Facing repression from the government, Turkic Kurds had resisted means of integration and censorship with the foundation of the Kurdistan Workers’ Party. Labeled as a terrorist group by Turkey, the EU, and the US, the PKK has used a violent struggle against the state in order to vie for an independent Kurdistan. Most of the fighters operate in Southeast Turkey or near the border in Northern Iraq and Syria.

Turkey had been dealing with a ceasefire with the PKK in 2013, and the Iraqi government was concerned over Kurdish presence in Northern Iraq. Their presence and calls for a more autonomous region only fueled the issue of divide in the country among regional and sectarian lines.

At the outbreak of ISIS and their campaign in Northern Iraq and Syria, Kurdish forces in the area were able to stand up to their offensive, or at least respond greater in comparison to Iraqi forces. Syria, ravaged by a nearly four year long war, had no ability to fully defend against ISIS. The opposition forces have been scattered and concentrated on government armies, while the Syrian government has tended to overlook ISIS. There has been bribery from ISIS to the Syrian government through selling oil.

Kurdish forces, in regards to the Syrian Civil War, has acted as sort of a border defense along Turkey against ISIS’ movement. While they have had less movement in the center of the nation, their position along Turkey’s border proves vital for stability.

What the Kurdish forces do is act as a defensive force for the unprotected and vulnerable regions. They have managed to defend a handful of towns and key points from ISIS as well as protect and evacuate large portions of the Yazidi community, a persecuted religion in Iraq. And with Kurdish forces already in positions along the Turkish-Syrian and Turkish-Iraqi border, these forces have the opportunity to act as a temporary defense.
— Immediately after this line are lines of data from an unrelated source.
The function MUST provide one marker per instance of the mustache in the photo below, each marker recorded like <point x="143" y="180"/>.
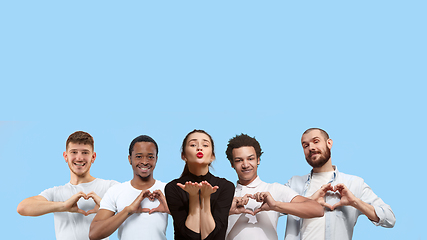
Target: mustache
<point x="314" y="152"/>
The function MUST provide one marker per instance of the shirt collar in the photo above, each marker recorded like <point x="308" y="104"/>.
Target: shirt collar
<point x="333" y="178"/>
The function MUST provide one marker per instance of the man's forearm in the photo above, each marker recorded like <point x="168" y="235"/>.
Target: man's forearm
<point x="106" y="225"/>
<point x="366" y="209"/>
<point x="38" y="205"/>
<point x="304" y="209"/>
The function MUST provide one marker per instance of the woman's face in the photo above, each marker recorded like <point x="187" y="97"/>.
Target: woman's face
<point x="198" y="149"/>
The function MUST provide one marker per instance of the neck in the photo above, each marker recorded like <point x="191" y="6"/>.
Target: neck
<point x="327" y="167"/>
<point x="142" y="183"/>
<point x="74" y="179"/>
<point x="198" y="170"/>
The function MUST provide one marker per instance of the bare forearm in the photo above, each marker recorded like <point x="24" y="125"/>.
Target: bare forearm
<point x="305" y="209"/>
<point x="33" y="206"/>
<point x="103" y="227"/>
<point x="366" y="209"/>
<point x="193" y="219"/>
<point x="207" y="222"/>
Here is where the Iraqi Kurds come into play. Iraqi Kurds serve as a more trusting group, as they are more concerned with their own movement in Iraq than in Turkey. Also, they hold a tremendous amount of oil and oil passageways in their territory. Siding with Iraqi Kurds for Turkey would end up being a beneficial relationship, as it eases tensions with the Kurdish community abroad while solidifying their sources of oil.

Turkey is cautious of arming Kurdish forces, and wants to use Iraqi Kurds as a defense force in the town of Kobane, on the Syrian-Turkey border. Currently this town is in conflict between ISIS and Kurdish forces.

While appealing to outside groups and simultaneously denying labeled domestic terrorists any opportunities, Turkey is placed into a tough position. The Kurdish community in Turkey still is angered by the government’s lack of action against ISIS and mobility with PKK as a unified force. Turkey wanted to refrain from sending weapons, while the US acted against their desires and airdropped weapons recently into Kobane. Turkey faces the problem of falling onto the slippery slope should they grant PKK and other Kurdish groups in Turkey more autonomous control.

In terms for defense, the Kurdish forces are a strong secondary, but do need aid, weapons, and support from coalitions and neighboring governments. In terms of politics however, granting these benefits would open the floodgates for future demonstrations and separatist movements. ISIS is the main problem that needs to be focused on, and working alongside PKK and Kurdish forces has to be considered if a considerable push against ISIS is going to happen.